Paolo Flores d'Arcais

Casta, proposta choc: chi ci sta?


(la Repubblica, 8 luglio 2011)

Una sola Camera, con cento deputati. Incompatibilità totale tra diverse cariche elettive. Immunità parlamentare ristretta al solo caso di arresto. Abrogare le province. Proibire il ricorso alle consulenze. E naturalmente, una legge sul conflitto di interessi che non si possa aggirare. Utopia? No, dipende da noi.

Sono vent'anni e forse più che i politici, ogni volta che sentono salire il disprezzo del paese verso di loro, promettono di ridurre il numero dei parlamentari, tagliare qualche privilegio troppo indecente, perfino abrogare le province. Poi, puntualmente, non fanno nulla: la Casta non ha nessuna intenzione di ridurre quel pozzo di san Patrizio che sono i costi della politica, su cui lucra, ingrassa, cresce e si moltiplica (ben più dei pani e dei pesci). Se una riforma istituzionale ci sarà mai, sarà solo grazie alle lotte dei cittadini (o, in senso reazionario, per i successi para-golpisti dell'establishment più retrivo).

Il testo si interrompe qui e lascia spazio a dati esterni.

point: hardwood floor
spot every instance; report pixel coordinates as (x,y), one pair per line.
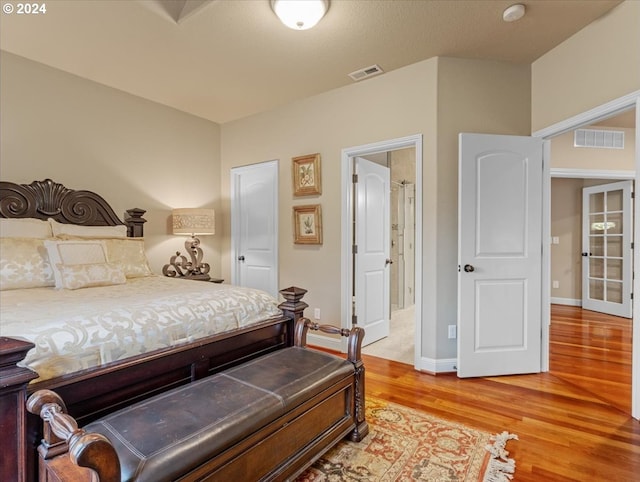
(573,423)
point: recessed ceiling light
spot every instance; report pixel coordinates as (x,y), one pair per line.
(513,13)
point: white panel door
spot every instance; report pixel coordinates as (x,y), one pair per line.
(254,226)
(606,248)
(500,255)
(373,241)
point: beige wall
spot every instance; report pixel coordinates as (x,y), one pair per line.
(462,94)
(397,104)
(133,152)
(596,65)
(473,96)
(137,153)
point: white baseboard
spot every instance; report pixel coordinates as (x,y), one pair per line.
(566,301)
(430,365)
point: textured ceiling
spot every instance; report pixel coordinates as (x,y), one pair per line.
(227,59)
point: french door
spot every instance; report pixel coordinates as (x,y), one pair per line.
(607,248)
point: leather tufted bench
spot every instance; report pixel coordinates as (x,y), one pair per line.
(268,418)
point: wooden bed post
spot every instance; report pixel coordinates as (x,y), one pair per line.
(13,393)
(293,308)
(135,222)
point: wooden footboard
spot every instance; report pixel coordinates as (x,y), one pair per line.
(297,403)
(95,392)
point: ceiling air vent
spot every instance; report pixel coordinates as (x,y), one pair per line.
(603,139)
(366,72)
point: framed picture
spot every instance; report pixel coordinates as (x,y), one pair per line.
(307,224)
(306,175)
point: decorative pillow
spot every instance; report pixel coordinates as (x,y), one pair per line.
(60,230)
(24,263)
(129,253)
(75,276)
(74,253)
(25,228)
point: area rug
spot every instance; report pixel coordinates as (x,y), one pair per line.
(405,444)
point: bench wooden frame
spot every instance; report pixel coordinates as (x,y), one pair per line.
(252,457)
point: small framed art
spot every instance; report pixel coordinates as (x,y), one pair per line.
(306,175)
(307,224)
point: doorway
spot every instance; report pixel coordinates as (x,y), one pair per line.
(254,226)
(572,170)
(605,111)
(403,157)
(398,344)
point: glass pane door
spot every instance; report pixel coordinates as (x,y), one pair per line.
(607,248)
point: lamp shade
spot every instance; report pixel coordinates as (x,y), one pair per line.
(194,221)
(300,14)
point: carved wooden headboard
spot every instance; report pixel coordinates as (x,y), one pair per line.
(49,199)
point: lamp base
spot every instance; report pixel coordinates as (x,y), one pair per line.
(180,267)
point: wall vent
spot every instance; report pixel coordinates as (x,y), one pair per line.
(366,72)
(603,139)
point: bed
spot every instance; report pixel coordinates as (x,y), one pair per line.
(97,326)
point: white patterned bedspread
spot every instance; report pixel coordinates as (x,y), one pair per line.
(78,329)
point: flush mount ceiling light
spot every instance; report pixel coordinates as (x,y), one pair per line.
(513,13)
(300,14)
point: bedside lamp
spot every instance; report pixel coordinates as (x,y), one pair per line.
(191,221)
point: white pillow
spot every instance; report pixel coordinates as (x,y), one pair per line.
(60,230)
(75,276)
(130,254)
(25,228)
(63,253)
(24,263)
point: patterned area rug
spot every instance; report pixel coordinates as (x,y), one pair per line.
(405,444)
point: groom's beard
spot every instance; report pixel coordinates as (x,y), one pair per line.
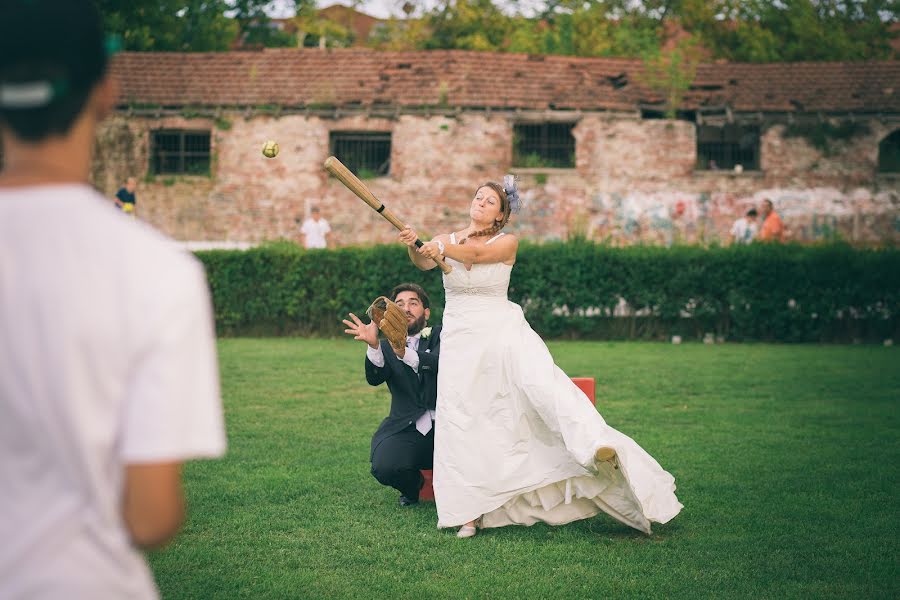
(416,326)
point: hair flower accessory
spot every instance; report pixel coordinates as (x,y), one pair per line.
(512,193)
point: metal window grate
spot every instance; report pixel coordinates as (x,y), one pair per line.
(180,152)
(889,154)
(367,154)
(548,145)
(728,146)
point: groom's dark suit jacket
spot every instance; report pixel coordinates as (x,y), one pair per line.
(411,394)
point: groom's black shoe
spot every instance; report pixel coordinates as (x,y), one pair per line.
(407,501)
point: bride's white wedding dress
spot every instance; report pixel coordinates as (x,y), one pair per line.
(515,439)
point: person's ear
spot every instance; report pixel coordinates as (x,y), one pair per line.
(105,97)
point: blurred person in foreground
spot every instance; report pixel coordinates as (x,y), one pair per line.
(108,374)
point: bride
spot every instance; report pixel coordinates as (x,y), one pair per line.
(516,442)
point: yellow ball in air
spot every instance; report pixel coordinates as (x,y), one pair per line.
(270,149)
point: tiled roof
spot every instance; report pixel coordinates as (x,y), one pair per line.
(459,78)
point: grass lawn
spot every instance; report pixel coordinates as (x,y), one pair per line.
(787,460)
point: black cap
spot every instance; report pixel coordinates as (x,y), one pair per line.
(48,50)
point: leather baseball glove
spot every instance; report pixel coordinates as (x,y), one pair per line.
(391,320)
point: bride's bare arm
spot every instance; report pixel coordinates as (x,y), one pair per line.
(503,249)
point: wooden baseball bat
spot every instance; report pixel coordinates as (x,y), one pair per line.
(345,176)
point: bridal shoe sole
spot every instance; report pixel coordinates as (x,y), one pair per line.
(466,531)
(606,455)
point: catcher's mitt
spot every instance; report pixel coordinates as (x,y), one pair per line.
(391,320)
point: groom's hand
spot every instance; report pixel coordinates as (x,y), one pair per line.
(367,332)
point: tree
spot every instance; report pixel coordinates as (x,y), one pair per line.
(170,25)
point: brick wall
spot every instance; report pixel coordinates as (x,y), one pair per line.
(634,180)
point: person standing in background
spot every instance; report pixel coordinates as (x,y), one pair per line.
(315,230)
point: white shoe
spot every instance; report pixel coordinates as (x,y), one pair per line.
(466,531)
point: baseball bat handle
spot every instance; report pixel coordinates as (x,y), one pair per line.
(352,182)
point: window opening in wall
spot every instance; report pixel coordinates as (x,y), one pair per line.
(366,153)
(549,145)
(183,152)
(727,147)
(889,154)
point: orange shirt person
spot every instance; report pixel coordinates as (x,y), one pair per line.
(772,229)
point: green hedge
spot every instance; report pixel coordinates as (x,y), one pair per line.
(760,292)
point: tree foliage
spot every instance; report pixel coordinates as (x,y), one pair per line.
(737,30)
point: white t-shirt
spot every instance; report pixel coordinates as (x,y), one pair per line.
(744,231)
(315,232)
(107,358)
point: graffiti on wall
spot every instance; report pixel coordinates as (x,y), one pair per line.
(667,218)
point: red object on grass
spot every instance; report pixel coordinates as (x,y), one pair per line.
(585,384)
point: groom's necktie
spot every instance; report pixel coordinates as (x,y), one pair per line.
(423,423)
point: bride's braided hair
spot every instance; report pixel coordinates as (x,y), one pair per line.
(504,212)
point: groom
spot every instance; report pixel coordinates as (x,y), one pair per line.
(404,443)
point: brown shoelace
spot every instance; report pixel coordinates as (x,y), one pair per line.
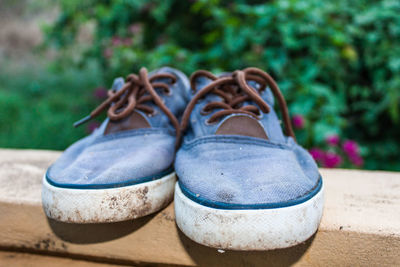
(234,91)
(137,90)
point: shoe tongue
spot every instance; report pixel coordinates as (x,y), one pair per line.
(135,120)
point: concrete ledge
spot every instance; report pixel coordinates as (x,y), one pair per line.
(360,226)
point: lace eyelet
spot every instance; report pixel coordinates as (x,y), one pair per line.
(154,113)
(169,93)
(206,122)
(204,112)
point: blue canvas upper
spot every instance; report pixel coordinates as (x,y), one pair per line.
(125,157)
(243,172)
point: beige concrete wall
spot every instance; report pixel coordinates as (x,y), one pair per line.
(360,226)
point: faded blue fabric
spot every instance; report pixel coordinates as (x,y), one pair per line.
(128,156)
(240,170)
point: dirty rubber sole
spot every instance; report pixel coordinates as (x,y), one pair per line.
(251,229)
(107,205)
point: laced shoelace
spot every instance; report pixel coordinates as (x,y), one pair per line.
(137,90)
(234,91)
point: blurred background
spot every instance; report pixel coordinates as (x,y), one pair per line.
(336,62)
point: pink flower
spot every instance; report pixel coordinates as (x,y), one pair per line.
(332,160)
(107,53)
(100,93)
(298,121)
(115,41)
(135,28)
(92,126)
(317,154)
(351,148)
(332,140)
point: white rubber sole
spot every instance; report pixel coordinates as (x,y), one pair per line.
(107,205)
(256,229)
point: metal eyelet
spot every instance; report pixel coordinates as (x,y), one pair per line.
(154,113)
(206,122)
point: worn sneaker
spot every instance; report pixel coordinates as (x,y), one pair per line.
(242,183)
(123,170)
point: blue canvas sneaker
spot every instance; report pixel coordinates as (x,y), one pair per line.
(242,183)
(123,170)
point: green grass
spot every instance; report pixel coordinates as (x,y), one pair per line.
(39,105)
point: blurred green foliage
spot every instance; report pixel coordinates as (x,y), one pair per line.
(337,62)
(39,105)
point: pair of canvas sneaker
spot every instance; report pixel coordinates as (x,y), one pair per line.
(242,183)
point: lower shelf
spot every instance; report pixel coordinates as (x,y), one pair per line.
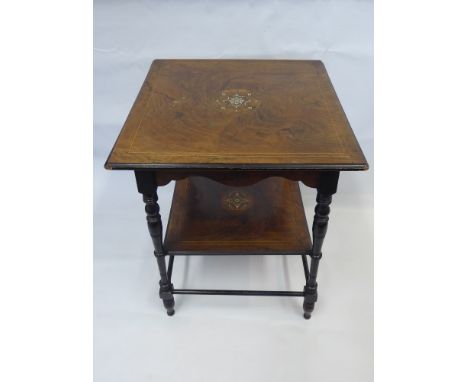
(211,218)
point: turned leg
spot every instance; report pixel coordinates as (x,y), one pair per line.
(155,228)
(319,230)
(327,187)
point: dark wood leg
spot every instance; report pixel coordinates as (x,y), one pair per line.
(325,191)
(147,186)
(155,228)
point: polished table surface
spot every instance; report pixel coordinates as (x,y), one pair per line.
(237,114)
(237,136)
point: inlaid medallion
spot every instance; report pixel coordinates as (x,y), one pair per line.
(237,99)
(237,201)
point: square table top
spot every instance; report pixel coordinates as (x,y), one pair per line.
(237,114)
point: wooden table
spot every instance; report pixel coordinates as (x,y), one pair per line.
(237,136)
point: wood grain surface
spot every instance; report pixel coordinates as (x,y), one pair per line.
(237,114)
(211,218)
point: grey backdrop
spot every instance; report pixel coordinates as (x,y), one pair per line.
(230,338)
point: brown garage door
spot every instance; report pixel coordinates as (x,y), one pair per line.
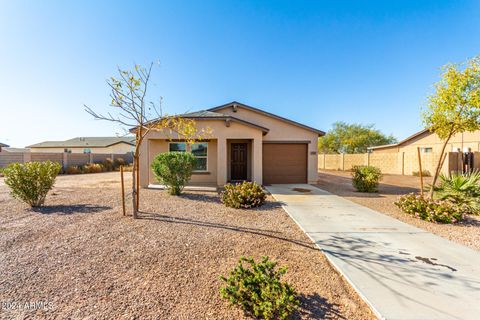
(284,163)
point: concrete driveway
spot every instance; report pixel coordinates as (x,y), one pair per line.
(401,271)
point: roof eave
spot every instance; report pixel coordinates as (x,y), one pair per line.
(319,132)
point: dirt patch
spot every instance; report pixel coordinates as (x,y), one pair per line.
(393,186)
(83,258)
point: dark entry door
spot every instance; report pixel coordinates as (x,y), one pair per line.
(238,161)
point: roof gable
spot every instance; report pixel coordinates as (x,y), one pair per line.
(210,115)
(236,104)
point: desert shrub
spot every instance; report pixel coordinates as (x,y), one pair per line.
(366,178)
(73,170)
(173,169)
(442,211)
(425,173)
(119,162)
(257,288)
(108,164)
(92,168)
(30,182)
(243,195)
(461,189)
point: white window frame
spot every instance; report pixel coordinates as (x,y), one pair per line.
(202,157)
(170,142)
(188,148)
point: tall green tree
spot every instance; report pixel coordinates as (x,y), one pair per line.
(352,138)
(455,105)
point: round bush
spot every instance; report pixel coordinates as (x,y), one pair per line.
(30,182)
(366,178)
(173,169)
(441,211)
(243,195)
(257,288)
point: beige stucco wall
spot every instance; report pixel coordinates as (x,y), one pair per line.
(156,142)
(282,131)
(117,148)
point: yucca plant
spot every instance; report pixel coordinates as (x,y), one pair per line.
(461,188)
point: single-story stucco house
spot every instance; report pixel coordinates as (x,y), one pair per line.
(246,144)
(104,145)
(429,142)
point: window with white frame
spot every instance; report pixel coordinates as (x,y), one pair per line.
(200,150)
(177,146)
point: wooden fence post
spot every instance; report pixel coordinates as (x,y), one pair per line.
(420,173)
(65,160)
(123,190)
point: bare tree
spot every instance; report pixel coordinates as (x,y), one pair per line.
(139,116)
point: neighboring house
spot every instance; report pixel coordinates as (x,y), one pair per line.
(117,145)
(430,142)
(3,145)
(246,144)
(10,149)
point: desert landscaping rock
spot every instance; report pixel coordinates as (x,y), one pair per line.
(466,232)
(86,260)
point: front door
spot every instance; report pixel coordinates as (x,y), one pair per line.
(238,162)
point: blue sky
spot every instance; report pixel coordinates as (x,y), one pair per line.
(315,62)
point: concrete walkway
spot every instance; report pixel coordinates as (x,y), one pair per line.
(401,271)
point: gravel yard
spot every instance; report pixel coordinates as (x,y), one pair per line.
(85,260)
(392,186)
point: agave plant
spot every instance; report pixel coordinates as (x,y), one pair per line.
(461,188)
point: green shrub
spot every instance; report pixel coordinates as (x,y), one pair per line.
(461,189)
(258,290)
(425,173)
(442,211)
(173,169)
(30,182)
(108,165)
(243,195)
(366,178)
(119,162)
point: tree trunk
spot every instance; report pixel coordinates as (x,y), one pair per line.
(439,166)
(134,188)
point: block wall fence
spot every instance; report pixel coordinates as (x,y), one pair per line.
(65,159)
(402,163)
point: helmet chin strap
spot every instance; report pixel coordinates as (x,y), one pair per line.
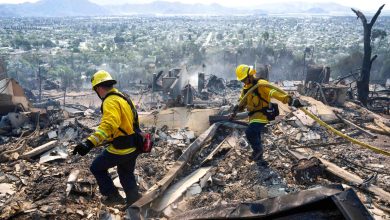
(95,89)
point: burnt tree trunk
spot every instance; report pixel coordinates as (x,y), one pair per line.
(363,82)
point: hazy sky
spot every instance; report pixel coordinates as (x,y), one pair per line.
(365,5)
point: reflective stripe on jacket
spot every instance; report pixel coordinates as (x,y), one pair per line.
(116,114)
(254,103)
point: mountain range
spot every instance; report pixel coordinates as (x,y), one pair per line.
(64,8)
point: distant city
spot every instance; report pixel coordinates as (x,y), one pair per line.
(59,8)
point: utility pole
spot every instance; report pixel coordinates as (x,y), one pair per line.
(40,80)
(363,82)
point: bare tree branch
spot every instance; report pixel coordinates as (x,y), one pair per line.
(373,59)
(376,15)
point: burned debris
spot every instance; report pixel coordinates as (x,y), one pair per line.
(198,170)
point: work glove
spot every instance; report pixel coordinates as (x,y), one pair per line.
(295,103)
(234,112)
(83,148)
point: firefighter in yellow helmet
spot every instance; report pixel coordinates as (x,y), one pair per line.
(118,125)
(257,103)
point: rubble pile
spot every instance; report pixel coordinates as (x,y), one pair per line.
(40,178)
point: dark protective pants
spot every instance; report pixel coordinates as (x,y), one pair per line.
(125,166)
(253,134)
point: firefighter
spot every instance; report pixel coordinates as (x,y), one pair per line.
(116,127)
(257,103)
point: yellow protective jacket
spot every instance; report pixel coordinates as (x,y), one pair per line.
(254,103)
(116,114)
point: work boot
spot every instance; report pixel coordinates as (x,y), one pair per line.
(262,163)
(113,199)
(130,200)
(256,155)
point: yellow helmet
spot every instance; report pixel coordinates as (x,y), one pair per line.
(242,71)
(100,77)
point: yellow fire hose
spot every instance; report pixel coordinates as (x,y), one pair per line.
(319,121)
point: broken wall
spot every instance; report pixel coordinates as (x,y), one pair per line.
(318,74)
(11,96)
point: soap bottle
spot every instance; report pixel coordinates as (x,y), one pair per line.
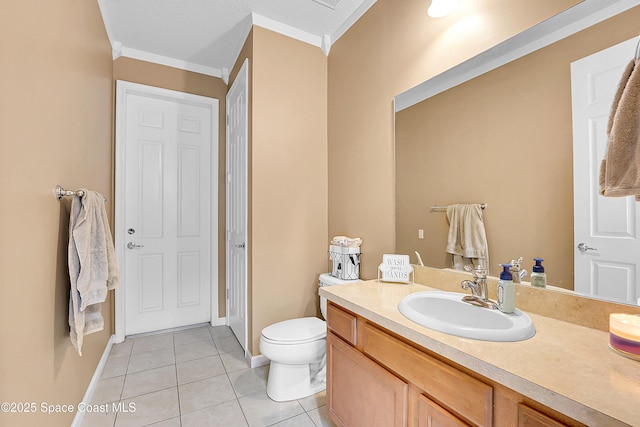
(506,290)
(538,276)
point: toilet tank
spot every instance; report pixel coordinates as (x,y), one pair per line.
(327,279)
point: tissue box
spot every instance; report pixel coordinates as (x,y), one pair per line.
(624,334)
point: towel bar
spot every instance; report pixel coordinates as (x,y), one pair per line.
(61,192)
(483,206)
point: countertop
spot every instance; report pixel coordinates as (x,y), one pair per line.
(567,367)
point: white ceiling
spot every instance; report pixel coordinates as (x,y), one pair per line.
(206,35)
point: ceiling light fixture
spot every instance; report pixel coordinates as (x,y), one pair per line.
(441,8)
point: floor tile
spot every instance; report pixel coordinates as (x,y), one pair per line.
(234,361)
(195,350)
(227,344)
(199,369)
(121,349)
(108,390)
(151,360)
(301,420)
(149,408)
(149,381)
(227,414)
(99,419)
(262,411)
(201,394)
(321,417)
(152,343)
(219,331)
(115,367)
(249,381)
(314,401)
(191,336)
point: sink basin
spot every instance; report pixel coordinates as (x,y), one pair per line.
(446,312)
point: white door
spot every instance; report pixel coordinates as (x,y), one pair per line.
(237,137)
(164,177)
(607,248)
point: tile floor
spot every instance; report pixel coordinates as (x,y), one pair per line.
(195,377)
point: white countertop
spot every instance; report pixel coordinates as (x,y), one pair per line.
(566,367)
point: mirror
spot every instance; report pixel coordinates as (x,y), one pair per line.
(497,129)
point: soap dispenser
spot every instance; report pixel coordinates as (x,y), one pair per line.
(506,290)
(538,276)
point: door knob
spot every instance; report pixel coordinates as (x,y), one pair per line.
(583,247)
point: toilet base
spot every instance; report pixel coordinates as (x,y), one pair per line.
(292,382)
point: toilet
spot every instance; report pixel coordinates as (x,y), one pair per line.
(297,348)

Perciò vale la pena che la società civile democratica avanzi una proposta radicale, con cui condizionare i partiti di opposizione e costringerli a inserirla nel prossimo programma elettorale. La radicalità, in questo caso, coincide con il realismo.

Si faccia attenzione solo a questo: i parlamentari oggi sono mille (trecento e rotti al Senato, circa il doppio alla Camera), quelli che contano sono solo poche decine, tutti gli altri - chiamiamoli i peones - lo sanno benissimo. Se si propone di ridurne il numero da mille a ottocento, tutti i peones saranno ferocemente contrari. Se la proposta è invece assai più radicale (una sola Camera con cento deputati), lo saranno assai meno, perché nessuno di loro rischia che un peone pari grado conservi il seggio: in Parlamento ci andranno solo quelle decine di "capi" che già oggi riconoscono come "superiori".
Riprendo perciò una proposta di riforma istituzionale che ho avanzato un quarto di secolo fa, alle origini di "MicroMega", e che mi sembra quanto mai attuale per passare dalla Casta a una politica di rappresentanza democratica decente.

Una sola camera legislativa composta di cento deputati. In tal modo sarebbero molto più autorevoli e soprattutto molto più controllabili dai cittadini. La seconda camera diventerebbe una sorta di Senato di difensori civici che partecipa, in una seduta comune con la prima, all'elezione dei vertici dello Stato come il presidente della Repubblica e i giudici costituzionali, che promuove commissioni d'inchiesta e "udienze" su ogni tipo di nomina (a partire dai ministri) sul modello del Senato americano, e che è formata dai cinquanta sindaci delle città più grandi, per l'intera legislatura, e da altri cinquanta di quelle meno grandi estratti a sorte e a rotazione ogni anno (i sindaci possono volta a volta indicare un rappresentante).

Tra le varie cariche dovrebbe vigere la più rigorosa incompatibilità: deputato europeo, deputato nazionale, consigliere regionale: si può coprire un solo incarico alla volta, chi ha una carica non può neppure candidarsi per le altre (se vuole, si dimette prima). Dopo due mandati non si è più rieleggibili, si torna nella società civile. La funzione di ministro e quella di parlamentare dovrebbero anch'esse escludersi, sul modello francese e americano, prendendo sul serio la divisione dei poteri tra legislativo ed esecutivo. I ministri sarebbero così un po' meno proni alle esigenze clientelari. L'immunità parlamentare ristretta al solo caso di arresto, bloccabile solo con maggioranza qualificata (due terzi): altrimenti decide la Corte costituzionale, se c'è o meno "fumus persecutionis".

Le province andrebbero abrogate, il numero dei dirigenti nei comuni e nelle regioni legato a parametri fissi come la popolazione, proibito il ricorso alle costosissime "consulenze" (spesso tangenti mascherate) e alle nomine fuori concorso. Il conflitto di interessi andrebbe reso inaggirabile, affidando l'applicazione della legge del 1957 alla magistratura. La politica andrebbe finanziata esclusivamente "in natura" (risorse comunicative eguali per tutti i contendenti).

Senza lotte è utopia. Con le lotte, è programma di governo popolare e dunque vincente.